Published for the first time in 1964, the text parodies the memories written by veterans of the 1910 Mexican Revolution and the armed revolts that continued to destabilize the country for the next two decades. Since many of those veterans had joined the Institutional Revolutionary Party (PRI) —a political organization that had ruled Mexico by rigging elections and engaging in massive corruption and cronyism for most of the 20th century— the topic was still considered off-limits by the governing regime (and the literary critics that sympathized with it) at the time of its publication.

Critically, the novel went on to receive the 1964 Casa de las Américas annual prize.
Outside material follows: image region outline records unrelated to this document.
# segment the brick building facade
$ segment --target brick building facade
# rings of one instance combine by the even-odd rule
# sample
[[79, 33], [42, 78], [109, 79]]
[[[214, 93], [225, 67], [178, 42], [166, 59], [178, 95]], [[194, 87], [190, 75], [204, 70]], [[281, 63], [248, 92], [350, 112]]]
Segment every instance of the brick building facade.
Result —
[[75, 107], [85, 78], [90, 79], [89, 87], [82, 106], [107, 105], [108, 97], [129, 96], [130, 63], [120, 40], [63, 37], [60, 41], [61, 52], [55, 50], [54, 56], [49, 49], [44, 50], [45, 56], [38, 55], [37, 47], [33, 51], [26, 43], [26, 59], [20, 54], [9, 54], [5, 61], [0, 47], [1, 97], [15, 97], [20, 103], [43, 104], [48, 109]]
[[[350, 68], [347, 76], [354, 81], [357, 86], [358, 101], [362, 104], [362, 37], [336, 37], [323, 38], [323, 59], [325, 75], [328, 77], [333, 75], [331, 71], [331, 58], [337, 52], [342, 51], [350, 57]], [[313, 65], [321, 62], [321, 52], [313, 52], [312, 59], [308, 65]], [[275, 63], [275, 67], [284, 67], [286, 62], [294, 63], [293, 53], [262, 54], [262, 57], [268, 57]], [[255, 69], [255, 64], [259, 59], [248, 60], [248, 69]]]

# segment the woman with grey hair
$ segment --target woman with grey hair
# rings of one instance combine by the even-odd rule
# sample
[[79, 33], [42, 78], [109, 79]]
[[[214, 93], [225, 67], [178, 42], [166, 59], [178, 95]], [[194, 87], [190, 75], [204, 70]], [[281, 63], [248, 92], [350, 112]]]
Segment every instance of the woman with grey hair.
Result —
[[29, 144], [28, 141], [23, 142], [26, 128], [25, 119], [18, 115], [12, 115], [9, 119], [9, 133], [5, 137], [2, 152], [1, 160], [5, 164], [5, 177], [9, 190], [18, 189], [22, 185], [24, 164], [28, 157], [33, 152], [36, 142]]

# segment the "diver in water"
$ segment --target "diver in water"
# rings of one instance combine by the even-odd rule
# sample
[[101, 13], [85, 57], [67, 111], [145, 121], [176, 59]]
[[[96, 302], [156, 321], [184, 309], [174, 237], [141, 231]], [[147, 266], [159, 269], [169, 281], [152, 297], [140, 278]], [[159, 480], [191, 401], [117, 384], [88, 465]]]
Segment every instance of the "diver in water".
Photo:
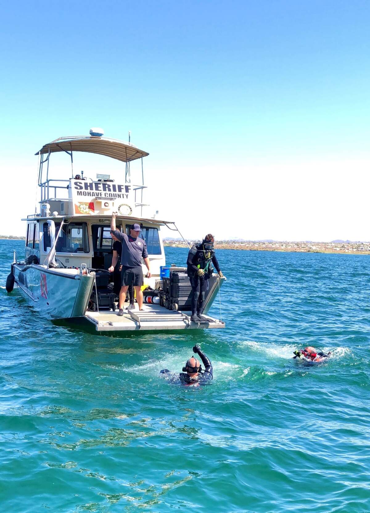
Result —
[[310, 362], [322, 362], [325, 358], [328, 358], [330, 355], [330, 351], [328, 353], [324, 353], [323, 351], [317, 351], [315, 347], [312, 346], [307, 346], [304, 349], [294, 351], [293, 354], [295, 356], [295, 358], [303, 358]]
[[204, 371], [202, 372], [200, 363], [193, 355], [183, 367], [183, 372], [180, 374], [171, 373], [168, 369], [163, 369], [160, 371], [161, 374], [166, 374], [166, 377], [173, 383], [180, 381], [183, 385], [200, 385], [210, 382], [213, 379], [213, 371], [209, 359], [198, 344], [194, 346], [193, 351], [200, 357], [204, 365]]
[[193, 293], [190, 319], [195, 322], [208, 322], [202, 314], [206, 290], [209, 288], [208, 280], [213, 272], [211, 264], [215, 266], [220, 278], [224, 276], [215, 254], [214, 244], [215, 238], [208, 233], [200, 244], [191, 247], [188, 255], [186, 272]]

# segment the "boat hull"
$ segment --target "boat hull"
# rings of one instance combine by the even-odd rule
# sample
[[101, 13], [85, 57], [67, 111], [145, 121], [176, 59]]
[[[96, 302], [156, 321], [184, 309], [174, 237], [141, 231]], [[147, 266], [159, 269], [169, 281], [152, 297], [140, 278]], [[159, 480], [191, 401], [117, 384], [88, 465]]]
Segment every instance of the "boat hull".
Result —
[[84, 314], [94, 284], [93, 275], [36, 264], [13, 264], [12, 272], [29, 304], [46, 318], [70, 319]]

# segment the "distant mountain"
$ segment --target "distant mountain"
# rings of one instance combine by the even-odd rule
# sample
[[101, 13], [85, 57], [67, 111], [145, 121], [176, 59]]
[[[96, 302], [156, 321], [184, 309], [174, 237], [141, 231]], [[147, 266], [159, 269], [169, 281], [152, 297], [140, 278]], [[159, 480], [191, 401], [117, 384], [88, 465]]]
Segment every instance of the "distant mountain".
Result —
[[331, 242], [338, 242], [339, 244], [358, 244], [359, 242], [361, 242], [361, 241], [342, 241], [340, 239], [336, 239], [335, 241], [331, 241]]

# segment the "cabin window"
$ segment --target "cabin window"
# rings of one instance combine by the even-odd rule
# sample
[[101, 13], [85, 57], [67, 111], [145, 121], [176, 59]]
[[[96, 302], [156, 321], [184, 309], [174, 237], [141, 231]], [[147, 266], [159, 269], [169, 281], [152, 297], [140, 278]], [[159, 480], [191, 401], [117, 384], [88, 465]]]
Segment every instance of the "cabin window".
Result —
[[[127, 235], [130, 234], [130, 226], [126, 225], [126, 231]], [[148, 249], [148, 254], [149, 255], [162, 254], [161, 243], [159, 240], [159, 233], [158, 228], [149, 228], [148, 226], [142, 226], [140, 234], [140, 239], [143, 239], [146, 243]]]
[[[121, 226], [116, 227], [120, 231]], [[111, 250], [113, 246], [113, 239], [110, 236], [110, 226], [102, 226], [101, 225], [92, 225], [92, 244], [94, 251], [97, 250]]]
[[28, 248], [33, 247], [34, 240], [35, 225], [33, 223], [29, 224], [27, 226], [27, 239], [26, 245]]
[[43, 226], [43, 240], [44, 241], [44, 251], [47, 251], [48, 248], [50, 247], [50, 234], [49, 232], [49, 225], [44, 223]]
[[[55, 223], [55, 237], [58, 234], [60, 226], [59, 223]], [[69, 223], [64, 224], [56, 241], [55, 249], [57, 253], [88, 253], [87, 224]]]
[[33, 243], [33, 247], [35, 249], [40, 249], [40, 227], [38, 223], [35, 223], [34, 224], [34, 242]]

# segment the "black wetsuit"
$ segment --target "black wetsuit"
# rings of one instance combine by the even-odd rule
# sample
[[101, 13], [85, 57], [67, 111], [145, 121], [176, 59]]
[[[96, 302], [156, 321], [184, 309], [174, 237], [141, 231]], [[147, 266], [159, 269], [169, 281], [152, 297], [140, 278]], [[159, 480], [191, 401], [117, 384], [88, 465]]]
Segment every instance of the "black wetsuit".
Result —
[[191, 378], [186, 372], [180, 372], [180, 374], [174, 374], [168, 370], [163, 369], [161, 371], [161, 374], [164, 374], [166, 378], [171, 383], [180, 383], [183, 385], [204, 385], [209, 383], [213, 377], [213, 369], [212, 364], [208, 357], [201, 349], [198, 349], [198, 354], [204, 365], [204, 371], [198, 372], [195, 378]]
[[[220, 266], [213, 250], [205, 251], [203, 243], [200, 244], [194, 244], [189, 251], [186, 262], [187, 265], [186, 272], [190, 278], [193, 292], [191, 299], [192, 315], [197, 313], [201, 314], [203, 313], [203, 305], [206, 290], [209, 288], [208, 280], [212, 271], [211, 262], [215, 266], [217, 272], [220, 272]], [[199, 269], [205, 269], [203, 276], [198, 276], [197, 274]]]

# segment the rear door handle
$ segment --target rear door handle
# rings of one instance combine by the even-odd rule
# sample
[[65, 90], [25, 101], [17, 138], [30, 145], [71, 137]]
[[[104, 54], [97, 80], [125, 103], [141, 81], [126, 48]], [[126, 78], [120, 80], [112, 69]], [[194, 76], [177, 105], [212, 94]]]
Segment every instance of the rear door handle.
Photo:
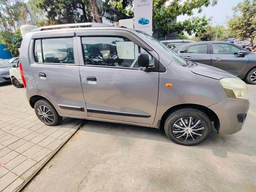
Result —
[[97, 80], [97, 79], [95, 77], [91, 77], [90, 76], [87, 77], [86, 79], [88, 81], [96, 81]]
[[39, 76], [39, 77], [46, 77], [46, 75], [44, 73], [38, 73], [38, 76]]
[[213, 58], [212, 60], [214, 61], [221, 61], [220, 58]]

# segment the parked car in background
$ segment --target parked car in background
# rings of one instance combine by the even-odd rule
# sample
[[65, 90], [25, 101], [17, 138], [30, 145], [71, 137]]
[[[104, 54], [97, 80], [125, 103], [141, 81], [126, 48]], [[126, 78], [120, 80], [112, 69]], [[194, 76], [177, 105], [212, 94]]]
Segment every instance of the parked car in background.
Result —
[[4, 60], [0, 60], [0, 83], [10, 81], [9, 71], [11, 68], [10, 63]]
[[12, 63], [16, 63], [18, 62], [19, 60], [19, 57], [13, 57], [12, 58], [11, 58], [10, 59], [8, 59], [7, 60], [8, 62], [12, 64]]
[[195, 41], [187, 39], [174, 39], [172, 40], [164, 40], [160, 41], [171, 49], [175, 48], [181, 44], [196, 42]]
[[186, 60], [223, 69], [256, 84], [256, 54], [233, 43], [196, 42], [181, 45], [173, 51]]
[[69, 117], [162, 125], [169, 138], [185, 145], [204, 140], [213, 125], [220, 134], [242, 129], [249, 106], [243, 81], [187, 62], [142, 31], [100, 25], [42, 27], [23, 38], [21, 74], [44, 123]]
[[17, 88], [21, 88], [23, 87], [23, 84], [20, 75], [19, 61], [18, 60], [16, 63], [12, 64], [12, 68], [10, 70], [10, 74], [12, 84]]

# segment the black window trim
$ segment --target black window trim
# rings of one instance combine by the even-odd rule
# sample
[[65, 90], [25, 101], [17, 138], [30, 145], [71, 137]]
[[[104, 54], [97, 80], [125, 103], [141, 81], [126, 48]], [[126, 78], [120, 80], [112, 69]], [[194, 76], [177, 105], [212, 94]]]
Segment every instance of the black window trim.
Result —
[[[73, 38], [74, 36], [61, 36], [60, 37], [50, 37], [48, 38], [38, 38], [37, 39], [33, 39], [34, 40], [33, 45], [33, 58], [34, 59], [34, 61], [35, 63], [36, 64], [50, 64], [50, 65], [72, 65], [72, 66], [79, 66], [79, 64], [75, 64], [75, 62], [74, 60], [74, 63], [48, 63], [44, 62], [44, 54], [43, 54], [43, 45], [42, 43], [42, 39], [63, 39], [63, 38], [70, 38], [72, 39], [72, 40], [73, 41], [73, 45], [74, 46], [74, 39]], [[36, 62], [36, 61], [35, 55], [35, 46], [36, 45], [36, 40], [40, 40], [40, 43], [41, 44], [41, 52], [42, 54], [42, 62]], [[74, 47], [73, 48], [74, 49]]]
It has also been distributed among Mexican public schools through the National Reading Program and it was selected by the Guadalajara International Book Fair to celebrate the 2010 World Book Day.

==Plot==

Fictional Army General José Guadalupe "Lupe" Arroyo, a veteran of the 1910 Mexican Revolution, attempts to dispel all sorts of "defamatory claims" made by his political rivals and tries to explain the plainly incompetent political and military strategies devised by him and his associates.

==Style==

In the novel, Ibargüengoitia caricaturizes the solemn language and rhetoric frequently found in some autobiographical memoirs of the period. Except in a few instances where the passage at hand is not controversial, most characters, cities, and even states are entirely fictional, as the author tried to avert a direct confrontation with members of the ruling party.

==Publication==

According to the author, he finished writing the novel in 1963 —some twenty years before his untimely death in a plane accident. The first edition consisted of 10,000 copies printed in May 1964 by Casa de las Américas in Havana, Cuba, celebrating its winning entry for best novel in its annual prize. In Mexico, it was first available until May 1965 through Joaquín Mortiz; a publishing house acquired by Grupo Planeta in 1983. Most covers used by Planeta through both its Joaquín Mortiz and Booket imprints include a painting by his widow, British-born artist Joy Laville.

As for its English edition, Ibargüengoitia negotiated a translation with Dr. Jack Robert in 1970 but, according to Víctor Díaz Arciniega, it was never completed. In 1986, Irene del Corral became the first official translator and her version was published by Bard/Avon Books (New York) under the title The Lightning of August. The same translation was adapted to British English and published in the United Kingdom by Chatto & Windus (1986).

In total, the novel has been translated into seven languages.